We point out that the Black Sea Grain deal’s termination might result in higher food costs and increased headline inflation. The impact of the suspension of the grains deal is being mitigated by better harvest circumstances from nations like Brazil and Argentina, thus select grain prices have continued to moderate.
Furthermore, after the grains agreement was terminated, there had been an increase in attacks on Ukrainian ports. Grain warehouses and oil storage tanks were destroyed as a result of recent accidents at the ports of Renzi and Izmail. Given the conflict between Russia and Ukraine, there is now little chance of reviving the grain agreement.
Wheat prices at the end of August in 23 decreased by -8.6% m/m to conclude at USD315.8/MT. As a result of increased production levels and ideal weather, wheat prices have remained stable. In addition, maize prices dropped -14.3% month over month to settle at USD207.6/MT. In the meantime, cocoa prices climbed by 1.3% m/m as of the end of August 23, primarily as a result of the occurrence of cocoa pod illnesses and poor weather in cocoa-producing countries.
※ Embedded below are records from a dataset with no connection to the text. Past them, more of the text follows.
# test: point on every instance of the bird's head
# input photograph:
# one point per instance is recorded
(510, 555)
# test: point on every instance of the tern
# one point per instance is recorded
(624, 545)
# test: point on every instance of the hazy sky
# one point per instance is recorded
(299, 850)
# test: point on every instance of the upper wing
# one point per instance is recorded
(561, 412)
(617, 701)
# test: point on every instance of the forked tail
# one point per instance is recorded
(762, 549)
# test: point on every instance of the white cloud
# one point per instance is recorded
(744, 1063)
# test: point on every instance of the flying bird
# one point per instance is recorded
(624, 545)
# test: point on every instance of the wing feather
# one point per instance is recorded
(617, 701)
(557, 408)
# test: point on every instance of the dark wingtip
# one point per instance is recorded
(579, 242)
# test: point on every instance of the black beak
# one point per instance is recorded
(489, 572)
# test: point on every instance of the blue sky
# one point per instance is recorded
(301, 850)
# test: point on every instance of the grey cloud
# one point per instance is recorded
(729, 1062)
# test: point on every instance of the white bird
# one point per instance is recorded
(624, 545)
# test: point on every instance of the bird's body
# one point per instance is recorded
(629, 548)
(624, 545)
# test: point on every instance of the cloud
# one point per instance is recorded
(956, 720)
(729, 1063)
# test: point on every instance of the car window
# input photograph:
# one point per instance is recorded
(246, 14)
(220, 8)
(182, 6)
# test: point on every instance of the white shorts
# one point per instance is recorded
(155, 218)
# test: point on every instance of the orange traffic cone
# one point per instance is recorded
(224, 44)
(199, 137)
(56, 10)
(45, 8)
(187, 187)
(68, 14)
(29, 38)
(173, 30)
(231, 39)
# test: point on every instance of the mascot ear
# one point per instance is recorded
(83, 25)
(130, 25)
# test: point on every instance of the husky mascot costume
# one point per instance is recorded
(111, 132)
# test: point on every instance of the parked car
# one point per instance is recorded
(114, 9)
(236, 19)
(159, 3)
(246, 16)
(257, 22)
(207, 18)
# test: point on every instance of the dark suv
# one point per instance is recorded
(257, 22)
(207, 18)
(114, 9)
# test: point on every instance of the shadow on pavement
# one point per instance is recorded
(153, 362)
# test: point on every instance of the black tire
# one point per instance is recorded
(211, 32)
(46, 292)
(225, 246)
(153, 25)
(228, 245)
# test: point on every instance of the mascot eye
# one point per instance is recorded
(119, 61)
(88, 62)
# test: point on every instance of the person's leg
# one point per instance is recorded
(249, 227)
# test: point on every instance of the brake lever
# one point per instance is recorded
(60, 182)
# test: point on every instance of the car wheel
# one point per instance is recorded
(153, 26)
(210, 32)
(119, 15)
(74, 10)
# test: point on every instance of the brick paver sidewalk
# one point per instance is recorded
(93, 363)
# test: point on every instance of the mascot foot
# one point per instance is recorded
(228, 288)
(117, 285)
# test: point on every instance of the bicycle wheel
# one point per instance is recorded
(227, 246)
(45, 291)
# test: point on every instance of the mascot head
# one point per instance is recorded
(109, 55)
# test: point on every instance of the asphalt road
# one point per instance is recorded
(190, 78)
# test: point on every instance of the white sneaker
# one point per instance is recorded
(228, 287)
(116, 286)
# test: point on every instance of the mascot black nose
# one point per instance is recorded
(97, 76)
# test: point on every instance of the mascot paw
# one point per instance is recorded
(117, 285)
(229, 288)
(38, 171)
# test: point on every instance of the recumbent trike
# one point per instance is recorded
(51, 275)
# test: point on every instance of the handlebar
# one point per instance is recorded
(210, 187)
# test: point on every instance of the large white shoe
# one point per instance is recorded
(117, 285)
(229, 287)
According to trade statistics, China’s overall exports decreased by 4.3% year over year to USD 864.2 billion in Q2 23 from USD 902.9 billion in the same period of 2022. The comparatively lax consumption habits are a major factor in the reduction in demand for China’s exports. In terms of imports, China too saw a drop of -6.4% y/y to USD681 billion in Q2 ’23 from USD637.5 billion in Q2 ’22.
With Nigeria as its center, there are several chances for global economic growth and development. Stakeholders must lower trade barriers and encourage the use of innovation and technology in trade processes in order to accomplish this. Nigeria may be a key player in advancing regional and global trade due to its wealth of resources and advantageous location.